The cell line and amount of GBM cells being implanted are another important consideration when planning the study timeline. The C6 rat glioma cell line is one of the most widely used cell lines in GBM research. In rats and mice, cell numbers between 5×10⁴ and 10⁶ have been reported for intracranial implantations^27–31. As a general rule, when implanting a higher number of cells, a faster tumor growth is to be expected. In this protocol, 10⁵ cells were implanted and imaging was performed on days 11 and 12 after implantation. Xin et al. implanted 10⁵ C6 cells in BALB/c nude mice and reported detecting advanced GBM in MRI on day 7 post-implantation and an increased mortality after 15 days³⁰. In comparison, Jia et al. used a higher number of cells (10⁶) and the same mouse strain and detected a small tumor mass at day 7 in MRI with a slightly disrupted blood-brain barrier (BBB), as demonstrated by a pale Evans blue stain in the GBM tissue³². On day 14, the Evans blue stain was stronger than on day 7, indicating that the BBB was highly disrupted. In turn, the tumor growth also affects how long the animals can be kept in the experiment. This is an important consideration of animal welfare for longitudinal imaging studies. Chronic cranial windows have been reported to be suitable for imaging for up to 6 months after implantation²⁶.
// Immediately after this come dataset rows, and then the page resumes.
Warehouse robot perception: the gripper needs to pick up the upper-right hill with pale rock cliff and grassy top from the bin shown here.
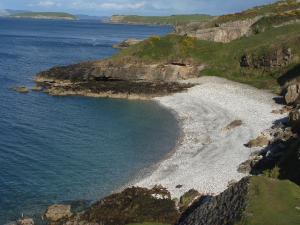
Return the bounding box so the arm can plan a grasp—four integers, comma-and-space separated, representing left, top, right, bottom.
175, 0, 300, 43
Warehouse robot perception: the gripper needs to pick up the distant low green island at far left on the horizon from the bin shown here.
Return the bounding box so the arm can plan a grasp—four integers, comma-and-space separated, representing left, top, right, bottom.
9, 12, 77, 20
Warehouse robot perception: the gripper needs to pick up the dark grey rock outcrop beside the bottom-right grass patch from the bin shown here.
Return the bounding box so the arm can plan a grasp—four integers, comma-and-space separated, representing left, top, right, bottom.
177, 177, 250, 225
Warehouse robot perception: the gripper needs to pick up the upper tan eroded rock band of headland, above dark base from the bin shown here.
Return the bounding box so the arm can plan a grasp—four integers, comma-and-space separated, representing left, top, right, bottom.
37, 61, 203, 82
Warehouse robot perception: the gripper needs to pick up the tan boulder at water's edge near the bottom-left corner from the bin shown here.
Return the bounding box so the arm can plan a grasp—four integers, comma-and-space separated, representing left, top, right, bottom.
45, 205, 72, 222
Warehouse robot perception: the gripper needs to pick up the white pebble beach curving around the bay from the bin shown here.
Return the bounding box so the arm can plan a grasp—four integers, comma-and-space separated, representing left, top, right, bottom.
134, 77, 285, 198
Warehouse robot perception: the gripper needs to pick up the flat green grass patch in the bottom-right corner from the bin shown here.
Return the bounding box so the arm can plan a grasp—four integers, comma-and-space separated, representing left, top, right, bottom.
238, 177, 300, 225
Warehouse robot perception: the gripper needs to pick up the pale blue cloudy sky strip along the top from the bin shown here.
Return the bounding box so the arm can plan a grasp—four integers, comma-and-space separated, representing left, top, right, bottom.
0, 0, 276, 16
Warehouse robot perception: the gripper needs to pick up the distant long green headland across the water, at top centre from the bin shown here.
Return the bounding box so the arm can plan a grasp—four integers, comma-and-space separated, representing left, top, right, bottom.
108, 14, 213, 25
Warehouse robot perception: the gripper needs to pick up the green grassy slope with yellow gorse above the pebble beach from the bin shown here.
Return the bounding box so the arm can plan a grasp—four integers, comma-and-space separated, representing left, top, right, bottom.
113, 24, 300, 92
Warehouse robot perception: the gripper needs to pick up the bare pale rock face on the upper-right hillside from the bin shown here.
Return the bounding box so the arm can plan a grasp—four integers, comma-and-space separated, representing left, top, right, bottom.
176, 18, 258, 43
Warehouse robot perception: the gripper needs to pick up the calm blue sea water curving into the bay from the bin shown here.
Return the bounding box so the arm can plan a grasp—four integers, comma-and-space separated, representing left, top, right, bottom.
0, 19, 178, 224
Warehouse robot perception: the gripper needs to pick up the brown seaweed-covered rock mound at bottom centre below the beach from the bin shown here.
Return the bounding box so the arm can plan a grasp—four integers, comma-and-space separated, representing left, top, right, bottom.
59, 186, 179, 225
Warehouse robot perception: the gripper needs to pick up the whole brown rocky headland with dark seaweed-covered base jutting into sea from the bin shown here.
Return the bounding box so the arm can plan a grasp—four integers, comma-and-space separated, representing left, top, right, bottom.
36, 61, 201, 99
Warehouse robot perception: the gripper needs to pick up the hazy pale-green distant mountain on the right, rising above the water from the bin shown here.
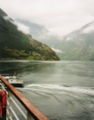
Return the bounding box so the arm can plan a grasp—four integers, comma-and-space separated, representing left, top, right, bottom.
60, 22, 94, 60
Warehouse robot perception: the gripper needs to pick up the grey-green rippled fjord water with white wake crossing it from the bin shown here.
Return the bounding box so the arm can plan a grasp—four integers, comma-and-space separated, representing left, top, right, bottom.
0, 60, 94, 120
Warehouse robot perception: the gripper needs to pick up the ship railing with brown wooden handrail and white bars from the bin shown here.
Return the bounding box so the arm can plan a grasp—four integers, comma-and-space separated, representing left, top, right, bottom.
0, 76, 49, 120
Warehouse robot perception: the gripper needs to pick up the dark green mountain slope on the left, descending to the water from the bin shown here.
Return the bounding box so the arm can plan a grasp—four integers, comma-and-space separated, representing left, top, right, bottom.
0, 9, 59, 60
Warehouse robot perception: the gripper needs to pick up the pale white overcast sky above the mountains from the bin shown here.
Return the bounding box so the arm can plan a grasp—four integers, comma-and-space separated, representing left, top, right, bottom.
0, 0, 94, 36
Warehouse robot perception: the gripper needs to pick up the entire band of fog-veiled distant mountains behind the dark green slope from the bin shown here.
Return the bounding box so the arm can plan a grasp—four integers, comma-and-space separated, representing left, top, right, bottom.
16, 20, 94, 60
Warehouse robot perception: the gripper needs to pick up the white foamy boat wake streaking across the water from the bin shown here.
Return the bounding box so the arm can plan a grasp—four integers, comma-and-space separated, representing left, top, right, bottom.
25, 84, 94, 95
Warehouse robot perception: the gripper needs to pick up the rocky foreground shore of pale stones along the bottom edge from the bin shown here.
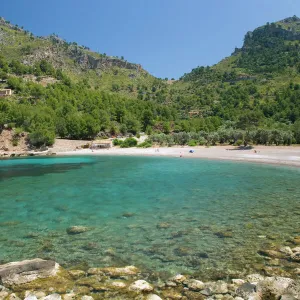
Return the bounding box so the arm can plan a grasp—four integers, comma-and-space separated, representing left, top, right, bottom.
0, 247, 300, 300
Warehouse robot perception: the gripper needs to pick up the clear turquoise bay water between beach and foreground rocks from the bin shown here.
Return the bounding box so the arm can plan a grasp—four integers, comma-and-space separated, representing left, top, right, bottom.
0, 156, 300, 277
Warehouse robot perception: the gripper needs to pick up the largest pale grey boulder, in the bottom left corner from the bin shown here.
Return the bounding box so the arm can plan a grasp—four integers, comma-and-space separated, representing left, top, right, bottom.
0, 258, 59, 285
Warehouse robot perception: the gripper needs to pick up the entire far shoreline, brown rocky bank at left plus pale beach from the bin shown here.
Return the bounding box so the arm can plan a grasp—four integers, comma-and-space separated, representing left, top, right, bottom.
0, 143, 300, 168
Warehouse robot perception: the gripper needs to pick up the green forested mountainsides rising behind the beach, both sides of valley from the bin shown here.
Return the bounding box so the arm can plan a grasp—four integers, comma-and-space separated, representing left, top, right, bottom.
0, 16, 300, 145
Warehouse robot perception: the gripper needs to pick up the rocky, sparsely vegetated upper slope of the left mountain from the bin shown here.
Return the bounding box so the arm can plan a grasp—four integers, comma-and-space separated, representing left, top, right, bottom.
0, 18, 166, 97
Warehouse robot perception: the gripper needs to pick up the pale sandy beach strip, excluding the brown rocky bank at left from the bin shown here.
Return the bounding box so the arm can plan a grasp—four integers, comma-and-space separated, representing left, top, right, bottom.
52, 146, 300, 167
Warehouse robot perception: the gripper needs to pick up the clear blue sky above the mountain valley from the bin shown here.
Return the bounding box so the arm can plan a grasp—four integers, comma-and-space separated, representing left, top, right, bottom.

The nanoparticles used in this protocol consist of iron oxide and fluorophore components. Possible applications include the investigation of the tumor delivery of novel therapeutic drugs, cellular therapeutics, and interventions on the tumor vasculature and tumor microenvironment. Different drug candidates and combination therapies can be evaluated on a cellular and molecular level. The iron oxide component of the NPs allows for multimodal imaging with MRI or magnetic particle imaging in addition to 2P-IVM. While MRI represents a clinically relevant imaging modality, its anatomical resolution is inferior to that of intravital microscopy³³.

This method also has certain limitations. The brain coordinates according to a mouse brain atlas are standardized for C57BL/6J mice and must be adjusted depending on the mouse strain, sex, and age. Moreover, with two-photon imaging, only a limited depth of approximately 450 μm can be accessed^9. Therefore, only partial characterization of the tumor is possible with 2P-IVM, and regional differences in the tumor characteristics could be missed. Additionally, only two time points following NP administration were included. Future studies including more timepoints after intravenous administration will allow for a more detailed analysis of the spatiotemporal behaviour of the NPs in the tumor microenvironment.

To conclude, we evaluated the tumor delivery of fluorescent-labeled iron oxide nanoparticles using 2P-IVM in a mouse model of GBM. This method can be easily modified to fit various areas of research and represents an important tool for in vivo brain imaging in the field of neuroscience.